Researchers at the University of Nottingham have created an endoscopic device that can 3D image the stiffness of individual biological cells and complex organisms, a discovery that could help doctors discover and treat cancer earlier.  

In its early stages, cancer cells are, far softer than normal cells.

This allows them to squeeze through tight gaps and rapidly spread throughout the body – known as metastasis.

During this process, collections of cells modify their surrounding environment to create stiff tumours that protect them from outside threats.  

Published in Nature Communications Biology, the new technology can measure the stiffness of these individual cells with a hair-thin endoscopic probe, meaning it will be possible to perform histology (i.e. investigating microscopic cellular tissue) based on abnormal stiffness at the single cell level inside the human body for the first time. 

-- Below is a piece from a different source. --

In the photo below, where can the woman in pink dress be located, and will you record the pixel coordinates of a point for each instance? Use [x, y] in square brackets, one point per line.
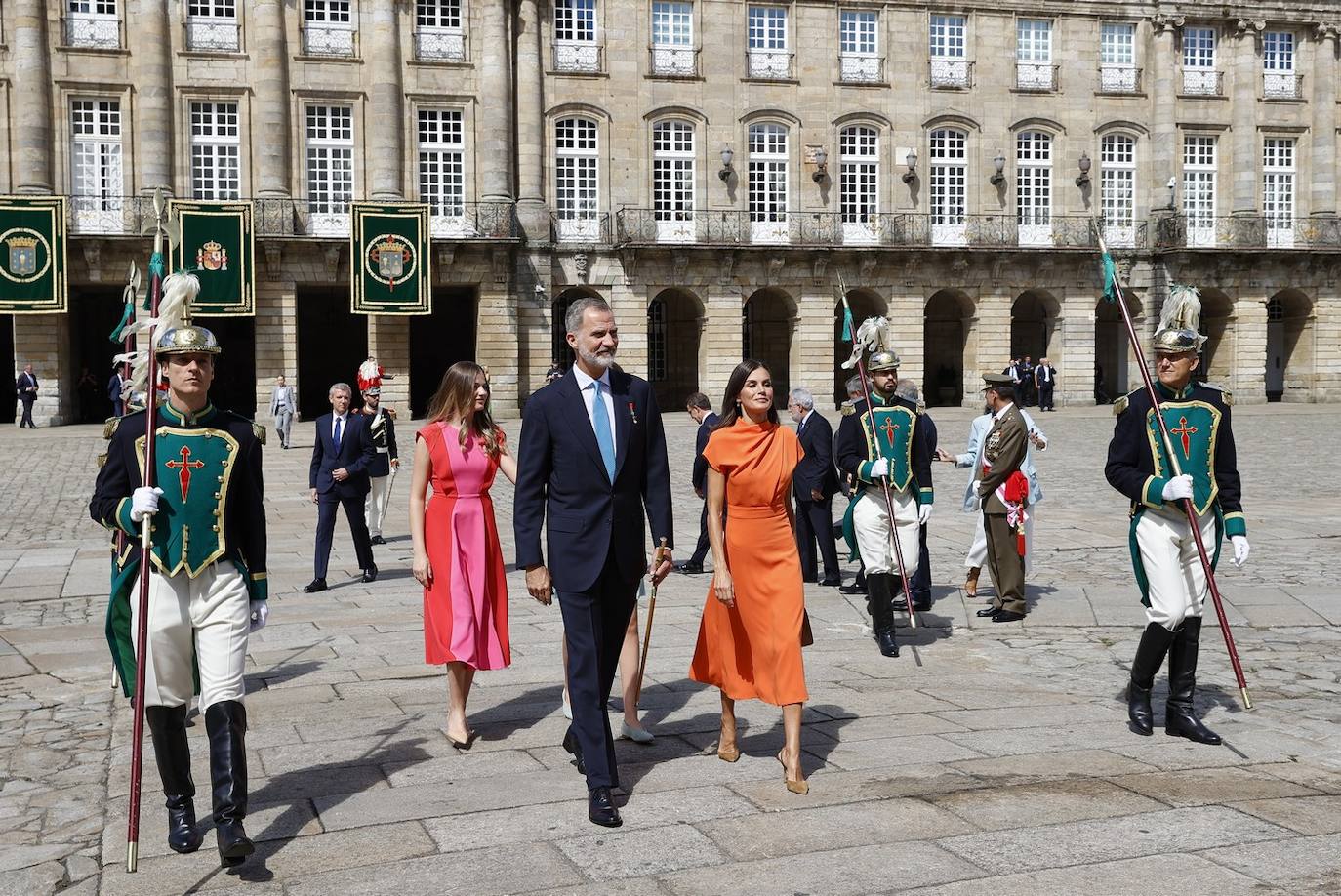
[458, 558]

Dr Salvatore La Cavera III, lead-author and Nottingham Research Fellow in the Optics and Photonics Group at the University of Nottingham, said: “We aim to develop new endoscopic technologies that make diagnostics faster, safer, and clearer for both patients and clinicians. Typically, histopathology requires destructive, invasive biopsies that are not only uncomfortable and potentially damaging for the patient, but require significant logistics such as chemical processing, transportation, and analysis.  

“Our device makes it possible to ‘feel for a stiff lump,’ but on a single cellular scale, meaning we could catch cancer early at microscopic cell scales rather than large malignant tumour scale. It is non-invasive, non-toxic, and very promisingly, is related to technology that can quantitively determine the presence of cancer cells using artificial intelligence – providing a chronically understaffed area with a much-needed solution to a real-world problem that the industry has faced for decades.”  

The tool achieves incredibly high imaging resolution, as it can detect the stiffness of objects down to billionths of a metre (nanometres), through a physical phenomenon called Brillouin scattering, where a laser beam interacts with the natural stiffness of a specimen.

The team used this to help biologists visualise the 3D stiffness of a microscopic organism, called Caenorhabditis elegans - a free-living worm, known scientifically as a nematode. 

They were able to provide visualisation and material information about an elusive part of the organism’s anatomy, the cuticle, that up until now had only been imaged through electron microscopes in non-living conditions. 

Dr Veeren Chauhan, co-author and Assistant Professor in Whole Organism Analytics at the School of Pharmacy at the University of Nottingham, said: “We have demonstrated the capabilities of this exciting next-generation technology to reveal the physical surface properties of a fully formed microscopic organism in unprecedented detail.

Nematodes are an excellent model for human biology and are considered to be the most completely understood animal on the planet in terms of genetics, neurology and developmental biology. 

“Until now, these microscopic observations have not been possible in living systems in their natural state with traditional technologies, which typically require animals to be sacrificed. This new probe is significant because it has the potential to allow researchers like us to follow the development of an individual nematodes physical surface properties throughout its entire life cycle, from egg to adult, in approximately three days, which would take upwards of 18 years when considering human development.  

“Therefore, this capability will not only enhance our understanding of nematode biology, but also builds a foundational model for translating these findings to complex biological systems, including human physiology, paving the way for advancements in both basic biological research and clinical diagnostics.”